What is the mistake in this solution? Problem: Solve the initial value problem $y’=3y; y(0)=a>0$.
My solution:
Exploiting variable separable method,
$${dy\over y}=3\, dx$$
$$\implies\ln |y|=3x+C$$
where $C$ is the constant of integration. Now using $y(0)=a$ and $a>0$,
$\ln a=C$.
$$\therefore\ln |y|=3x+\ln a$$
$$\implies |y|=e^{3x+\ln a}$$
$$\implies y=\pm ae^{3x}$$
But clearly $y=-ae^{3x}$ isn’t a solution for the given problem.
So what went wrong?
 A: There is no error, as $-ae^{3x}$ is not a solution, violating the initial condition, and $+ae^{3x}$ is a solution, you have found the unique solution.
It is always possible that some non-equivalent step increases the number of intermediate solution candidates, so that you have to compare back with the original problem to select the true solutions.

You could also have done the preliminary analysis of the ODE in that $y=0$ is a constant, stationary solution of the ODE, so that by uniqueness no other solution can change its sign (as a sign change would imply the crossing of two solutions). Then because of $y(0)=a>0$, the solution of the IVP is positive, so that you can resolve the absolute value in $\ln|y|$ immediately to $\ln y$, removing the ambiguity.

Or staying with your solution method, observe that by dividing by $y$ the result is only valid as long as $y\ne 0$ to avoid division by zero. By the initial condition this means the obtained solution is only valid where $y>0$, again giving $|y|=y$. In the finished solution you can then find that the solution function has no zero crossings, thus is valid everywhere.

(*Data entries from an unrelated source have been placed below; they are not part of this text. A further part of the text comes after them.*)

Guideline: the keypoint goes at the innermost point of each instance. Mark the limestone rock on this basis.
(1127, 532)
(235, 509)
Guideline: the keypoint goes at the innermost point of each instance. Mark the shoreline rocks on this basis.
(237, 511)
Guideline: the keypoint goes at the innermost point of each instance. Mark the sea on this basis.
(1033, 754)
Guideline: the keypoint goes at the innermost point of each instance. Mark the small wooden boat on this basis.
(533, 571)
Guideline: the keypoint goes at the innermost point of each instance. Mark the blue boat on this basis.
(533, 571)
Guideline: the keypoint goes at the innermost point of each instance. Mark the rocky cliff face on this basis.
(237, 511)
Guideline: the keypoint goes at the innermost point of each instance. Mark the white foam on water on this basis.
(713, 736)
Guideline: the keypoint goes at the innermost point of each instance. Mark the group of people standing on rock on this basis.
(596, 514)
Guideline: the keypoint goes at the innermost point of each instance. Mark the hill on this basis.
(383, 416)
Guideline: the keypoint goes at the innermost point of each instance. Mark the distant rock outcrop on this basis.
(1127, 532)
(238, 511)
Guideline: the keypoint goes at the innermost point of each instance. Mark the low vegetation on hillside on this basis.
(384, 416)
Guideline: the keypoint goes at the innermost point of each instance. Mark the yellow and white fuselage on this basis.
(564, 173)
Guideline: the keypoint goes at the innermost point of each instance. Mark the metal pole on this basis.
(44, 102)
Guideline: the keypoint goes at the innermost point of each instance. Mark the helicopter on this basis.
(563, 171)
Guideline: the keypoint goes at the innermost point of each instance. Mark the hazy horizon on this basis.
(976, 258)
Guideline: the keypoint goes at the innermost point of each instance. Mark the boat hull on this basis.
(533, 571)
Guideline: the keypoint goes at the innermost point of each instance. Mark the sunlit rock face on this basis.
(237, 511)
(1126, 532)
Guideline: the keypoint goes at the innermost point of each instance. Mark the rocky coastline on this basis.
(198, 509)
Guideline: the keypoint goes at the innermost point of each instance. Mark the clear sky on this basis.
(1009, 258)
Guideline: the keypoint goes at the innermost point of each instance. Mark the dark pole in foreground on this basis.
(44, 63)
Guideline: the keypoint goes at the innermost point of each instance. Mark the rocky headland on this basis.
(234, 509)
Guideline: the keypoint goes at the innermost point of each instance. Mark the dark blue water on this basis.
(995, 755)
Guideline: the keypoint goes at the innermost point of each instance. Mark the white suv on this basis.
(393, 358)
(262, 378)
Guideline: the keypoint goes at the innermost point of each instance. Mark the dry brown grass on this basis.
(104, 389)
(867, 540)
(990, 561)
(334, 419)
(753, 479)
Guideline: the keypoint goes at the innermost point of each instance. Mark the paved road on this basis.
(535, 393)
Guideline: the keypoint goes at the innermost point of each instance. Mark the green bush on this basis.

A: The implications are only flowing forward, not backwards. You know, from your argument,
$$((y' = 3y) \land (y(0) = a > 0)) \implies (y = ae^{3x}) \lor (y = -ae^{3x}).$$
You don't know the converse:
$$(y = ae^{3x}) \lor (y = -ae^{3x}) \implies ((y' = 3y) \land (y(0) = a > 0)).$$
In fact, the converse is false, as you noted. If $y = -ae^{3x}$, then the right side is not satisfied.
This is a common thing in many equation-solving methods: an infinite set of potential solutions is reduced to a small finite set of possible solutions, but none of the potential solutions are actually proven by the method. There may even be no solutions! It is important to verify the potential solutions you obtain from such a solving method, otherwise you might settle on erroneous possible solutions.